—¿Otra vez, otra vez, Goom? —chilló un goblin pequeño, con las orejas temblando de emoción.
—¡Sí, sí! ¡La historia de los árboles mágicos! —gritó otro, que aún tenía tierra en la nariz de tanto escarbar.
Me senté en la roca redonda junto al fuego. No era muy grande. La roca, digo. Tampoco el fuego. Pero para los niños era enorme. Ellos me miraban como si yo fuera un viejo sabio… aunque apenas era mayor que ellos.
—¿Quieren saber cómo empezamos a vivir aquí? —les pregunté, fingiendo misterio.
Todos gritaron que sí.
—Hace muchas lunas, muchísimas… cuando yo aún no existía… ni sus madres… ni sus madres-madres…
Algunos se rieron. Yo sonreí también. Me gustaba hacerlos reír.
—Los goblins vivíamos tranquilos aunque había muchas cosas malas allá afuera. Orcos. Lobos. Bestias grandes con colmillos como rocas. Todos querían comernos. ¿Saben por qué?
—¡Porque somos verdes! —gritó uno.
—¡Porque somos pequeños! —dijo otro.
—¡Porque olemos raro! —soltó el más travieso.
—¡No! —respondí, levantando una mano—. Nos comían porque no corríamos. Y tampoco peleábamos. Nosotros solo queríamos dormir, comer frutas dulces y tocar la tierra.
Algunos se encogieron, como si sintieran vergüenza.
—Pero eso no está mal —continué—. Nosotros teníamos un don. Un secreto. Uno que ellos no entendían…
Me acerqué un poco, susurrando.
—Donde caminábamos, crecían flores. Donde dormíamos, salían frutas.
Los niños se quedaron en silencio. Incluso el más inquieto dejó de rascarse la cabeza.
—Las bestias no sabían eso. Nos cazaron. Casi nos borran. Pero entonces… las flores se fueron. Las frutas también. Y la tierra… se enojó.
Algunos goblins miraron el suelo, como si temieran molestarla.
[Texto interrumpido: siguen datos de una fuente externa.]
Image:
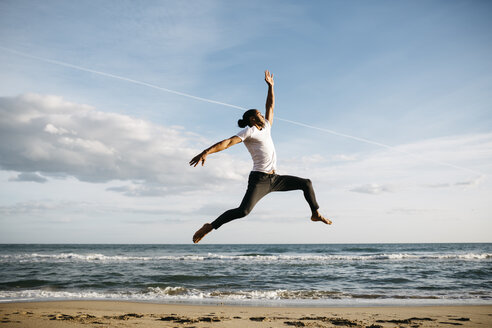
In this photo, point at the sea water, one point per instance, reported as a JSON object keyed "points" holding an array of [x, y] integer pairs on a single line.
{"points": [[287, 275]]}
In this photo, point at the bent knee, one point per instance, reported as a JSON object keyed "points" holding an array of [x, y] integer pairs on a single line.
{"points": [[243, 211], [308, 184]]}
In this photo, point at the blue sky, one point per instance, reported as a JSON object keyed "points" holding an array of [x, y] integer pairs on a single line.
{"points": [[91, 158]]}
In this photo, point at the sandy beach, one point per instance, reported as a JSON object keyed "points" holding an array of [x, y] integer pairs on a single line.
{"points": [[130, 314]]}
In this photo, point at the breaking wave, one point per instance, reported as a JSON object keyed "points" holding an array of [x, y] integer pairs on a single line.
{"points": [[95, 257]]}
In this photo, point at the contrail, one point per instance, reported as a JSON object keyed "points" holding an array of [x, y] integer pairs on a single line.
{"points": [[153, 86]]}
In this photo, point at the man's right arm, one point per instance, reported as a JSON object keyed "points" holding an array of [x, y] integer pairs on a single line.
{"points": [[219, 146]]}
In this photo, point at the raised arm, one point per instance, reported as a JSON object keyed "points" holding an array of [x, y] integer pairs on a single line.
{"points": [[219, 146], [270, 103]]}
—Las bestias empezaron a notar. No eran sabias, no como los ancianos que hablaban con las lunas, pero... tenían algo. Sentían que algo faltaba. Que habían roto algo que les daba vida. Y entonces, dejaron de cazarnos. Algunas vinieron. Nos miraban. Dejaban cosas. Piedras raras, conchas, pieles.
Un niño preguntó:
—¿Querían comida?
—No —respondí—. Querían nuestras hierbas. Nuestros frutos. Y aprendimos a dar a cambio. Así nació el trueque. No con palabras. Con gestos, con miradas. Y con el tiempo... crecimos.
Me quedé callado un momento, mirando las llamas. Era una historia simple. Pero importante. Nadie debía olvidar que alguna vez fuimos casi nada... y que fue la paz lo que nos hizo muchos.
—Así es como somos tantos ahora —concluí, golpeando suavemente la tierra con la palma—. Por eso cuidamos la tierra. Por eso no cazamos. Porque si olvidamos quiénes fuimos... volveremos a desaparecer.
Los pequeños no dijeron nada por unos segundos. Solo el crepitar del fuego hablaba.
Y yo los miré, pensando en los adultos. En sus ojos tranquilos. En sus voces que nunca subían de tono. Ellos no se reían, no se enojaban. No temían. Solo caminaban con calma, con amor por lo que les rodeaba. Así eran. Así serían todos nosotros... cuando llegara el momento.
Entonces una voz grave interrumpió.
—Goom —dijo un anciano jefe detrás de mí—. Es hora.
Mi estómago se apretó como si las raíces dentro de mí se movieran.
Ya era hora.
El ritual de adultez. El día que todo goblin deja de ser niño. El día que… cambia.
No sabía mucho. Solo que después del ritual, uno ya no sentía como antes. Las emociones se volvían suaves. Solo quedaban dos cosas claras en el corazón: amor... y paz.
Y tal vez… eso no era tan malo.
Me puse de pie. El fuego seguía bailando. Los niños me miraron como si fuera un héroe, pero yo solo estaba... lleno de preguntas.
¿El río me elegiría?
¿El slime me encontraría?
¿Me quedaría en silencio… para siempre?